The relevance of studying endometrial hyperplastic processes (EHP) is determined by the significant prevalence of this pathology among women of various ages, its high potential for progression to endometrial cancer, and its impact on reproductive function, specifically as a cause of infertility. EHP is one of the most common gynecological diseases worldwide. There are no statistical data on its prevalence in Ukraine. Improving diagnosis and treatment will contribute to better overall health and quality of life for patients.
EHP includes endometrial hyperplasia (EH) and endometrial polyps (EP), among which glandular, glandular-fibrous, and fibrous EP (GEP, GFEP, and FEP, respectively) are distinguished. EHP is an estrogen-dependent hyperproliferative pathology of the uterus, occurring against the background of chronic hyperestrogenism. Estrogens exert their effects through estrogen receptor alpha (ERα), which is encoded by the ESR1 gene. Modifications in the ESR1 gene lead to disruptions in hormone receptor receptivity. The PvuII single nucleotide polymorphism (SNP) (rs2234693) occurs due to the substitution of thymine (T) with cytosine (C) in the first intron of the gene. Cyclooxygenase-2 (COX-2) plays a role in regulating resistance to apoptosis, inducing proliferation, and angiogenesis. It serves as an indicator of the neoplastic transformation of normal cells into tumor cells.
Given the relevance of this topic, the presented dissertation is devoted to studying the prevalence of endometrial hyperplastic processes in the Sumy region, the features of their clinical manifestations, and their morphological, immunohistochemical, and molecular-genetic diagnosis.
To achieve the set goal, a cohort of 95 patients with a diagnosis of EH or EP, histologically verified after surgical treatment at the Sumy Regional Clinical Oncology Center (Sumy, Ukraine) from 2020 to 2022, was collected. These patients comprised the main group. For studying the PvuII polymorphism of the ESR1 gene, an additional control group was formed, consisting of 80 women without EHP.
Data collection and analysis of the number of treated EHP cases in the Sumy region from 2011 to 2020 were carried out. The scientific research results indicated an increase in the overall incidence of EHP, with the peak incidence occurring in 2016. A correlation between the incidence of EHP and age was observed. In older age groups, a predominance of localized forms of EHP with a fibrous component was found.
The number of asymptomatic cases of EHP is increasing. In 51% of cases, they were associated with a higher body mass index or obesity. Approximately one-third of EHP cases are characterized by a recurrent course, the presence of concomitant hyperproliferative diseases (endometriosis, uterine leiomyoma), as well as extragenital pathology, emphasizing the need for a comprehensive approach to diagnosing and treating these patients.

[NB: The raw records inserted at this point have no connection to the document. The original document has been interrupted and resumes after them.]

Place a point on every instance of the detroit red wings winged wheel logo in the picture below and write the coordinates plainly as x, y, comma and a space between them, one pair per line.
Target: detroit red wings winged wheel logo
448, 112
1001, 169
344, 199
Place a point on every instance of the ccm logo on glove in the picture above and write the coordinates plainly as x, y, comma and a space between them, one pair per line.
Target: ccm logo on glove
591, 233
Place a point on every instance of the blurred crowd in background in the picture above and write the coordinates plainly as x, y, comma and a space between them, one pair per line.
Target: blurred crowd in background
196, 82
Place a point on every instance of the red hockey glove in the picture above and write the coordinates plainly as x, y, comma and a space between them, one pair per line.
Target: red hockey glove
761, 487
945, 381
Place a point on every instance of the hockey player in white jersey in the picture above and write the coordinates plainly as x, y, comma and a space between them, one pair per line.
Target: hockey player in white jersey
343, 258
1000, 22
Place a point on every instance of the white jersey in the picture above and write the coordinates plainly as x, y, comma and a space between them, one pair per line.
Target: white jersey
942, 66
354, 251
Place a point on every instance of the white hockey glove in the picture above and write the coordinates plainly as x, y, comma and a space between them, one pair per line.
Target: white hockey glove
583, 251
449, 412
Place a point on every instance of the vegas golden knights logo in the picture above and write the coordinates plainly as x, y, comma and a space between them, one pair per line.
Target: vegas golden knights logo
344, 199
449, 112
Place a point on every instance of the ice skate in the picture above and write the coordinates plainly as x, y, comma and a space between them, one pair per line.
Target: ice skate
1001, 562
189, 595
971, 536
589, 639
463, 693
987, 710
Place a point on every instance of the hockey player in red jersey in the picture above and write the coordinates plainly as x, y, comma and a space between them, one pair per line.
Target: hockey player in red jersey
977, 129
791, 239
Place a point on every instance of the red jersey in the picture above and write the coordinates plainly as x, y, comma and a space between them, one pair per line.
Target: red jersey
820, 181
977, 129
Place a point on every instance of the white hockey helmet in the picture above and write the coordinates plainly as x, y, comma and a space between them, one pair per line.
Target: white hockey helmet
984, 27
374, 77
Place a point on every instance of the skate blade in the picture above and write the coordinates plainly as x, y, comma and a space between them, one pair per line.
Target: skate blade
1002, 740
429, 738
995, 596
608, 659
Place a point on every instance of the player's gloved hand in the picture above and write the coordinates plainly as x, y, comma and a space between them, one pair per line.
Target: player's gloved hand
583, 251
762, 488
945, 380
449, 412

Analysis of the morphological characteristics of EHP showed a predominant increase in the gland-to-stroma ratio of the endometrium compared to normal proliferative endometrium. In EH, numerous irregularly arranged glands of various shapes and sizes, sometimes cystically dilated, were observed. EPs formed from the basal layer of the endometrium and were characterized by localized overgrowth of glands and stroma. GFEP was characterized by a pronounced stromal fibrosis.
The study examined the features of ERα and COX-2 expression in EHP. Positive ERα expression was found in all studied samples, both in the epithelial and stromal components, with a patchy pattern. COX-2 expression was detected in the epithelium of all tissue samples with EHP, with the highest level of expression observed in the GFEP group.
Immunohistochemical diagnosis of ERα and COX-2 expression in EHP is an important tool for a detailed assessment of pathological changes in the endometrium, allowing for differential diagnosis between different types of this pathology, determining the risk of recurrence, progression, and malignant transformation, especially in women with risk factors and a burdensome family history.
For the first time, the distribution of genotype variants for the PvuII polymorphism of the ESR1 gene in women with EHP in the Sumy region was studied. The relationship between the PvuII polymorphism and the histological type of EHP, patients' anthropometric characteristics, age categories, anamnesis data, as well as concomitant genital and extragenital pathologies was investigated. The relationship between ERα and COX-2 expression levels depending on genotype according to the PvuII polymorphism of the ESR1 gene in EHP was studied.
The scientifically proven results deepen the understanding of the molecular basis of the pathogenesis of EHP. These data highlight the need to explore other genetic or non-genetic factors that may influence the development of EHP.